Tromperie è – non va dimenticato, come si evince dal titolo, una storia che si fonda sull’inganno: un inganno che ha prima di tutto la forma di un adulterio ma che poi diventa sempre più dominante, fino ad essere quasi considerato come il protagonista principale del film, nella riflessione che il regista, ma prima di lui Roth, pone sul rapporto tra vita e letteratura e, quindi, di riflesso, tra vita e cinema. Di fronte al tradimento scoperto dalla moglie leggendo il taccuino delle conversazioni trascritte dal marito, lo scrittore si giustifica dicendo che “non sono che le bozze per un romanzo, il frutto della sua immaginazione artistica”. “Perché lui ama quella donna? Perché non esiste! Se tu non esistessi, ti amerei in quello stesso modo”. “Come potresti essere umiliata da qualcosa che non è reale? Tutto questo non sono io. Sono io che faccio da ventriloquo a me stesso”.

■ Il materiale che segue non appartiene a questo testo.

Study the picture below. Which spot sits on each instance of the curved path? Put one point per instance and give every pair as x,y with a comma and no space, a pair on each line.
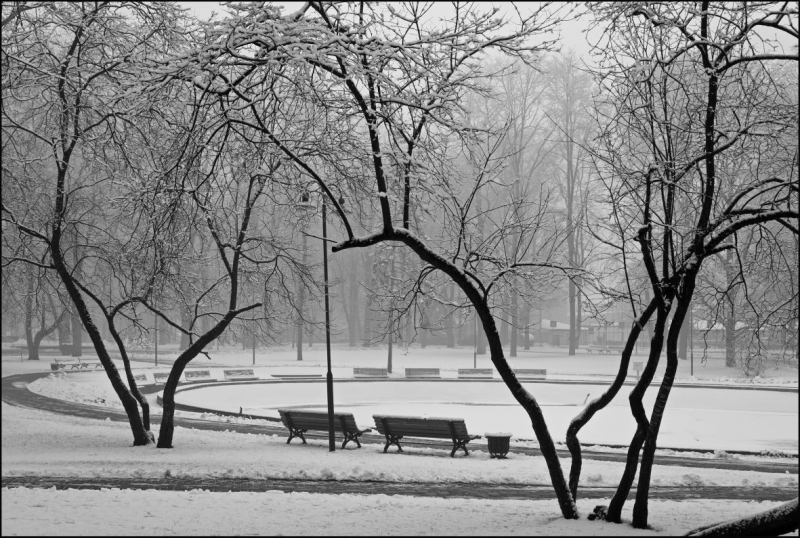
15,392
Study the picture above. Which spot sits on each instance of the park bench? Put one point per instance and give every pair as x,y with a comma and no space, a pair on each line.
63,364
297,376
370,372
160,378
141,379
395,427
475,373
239,374
422,373
607,349
197,376
91,365
530,373
75,364
299,421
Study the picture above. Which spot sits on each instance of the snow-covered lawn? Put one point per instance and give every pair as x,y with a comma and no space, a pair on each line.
39,443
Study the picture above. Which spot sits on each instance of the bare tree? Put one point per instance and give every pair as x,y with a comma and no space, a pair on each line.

In questo continuo gioco di rimbalzo tra autore e personaggio si fa preponderante l’inganno verso il lettore e lo spettatore che non sanno più districarsi da cosa è finzione e cosa è realtà e anche, come si deduce alla fine del film, verso le persone descritte nel libro Inganno che lo scrittore pubblicherà tempo dopo, che si sentiranno deformate della propria identità, non più ritrovate sulla pagina.

Straordinari gli attori, ma in particolare spiccano Léa Seydoux che dà vita ad un’amante senza nome, sofisticata, colta, tormentata dall’idea di invecchiare, i cui sguardi esprimono solitudine, gioia, desiderio di sentirsi amata e Emmanuelle Devos, che in sole tre scene regala alcuni dei momenti più intensi di tutto il cinema di Desplechin.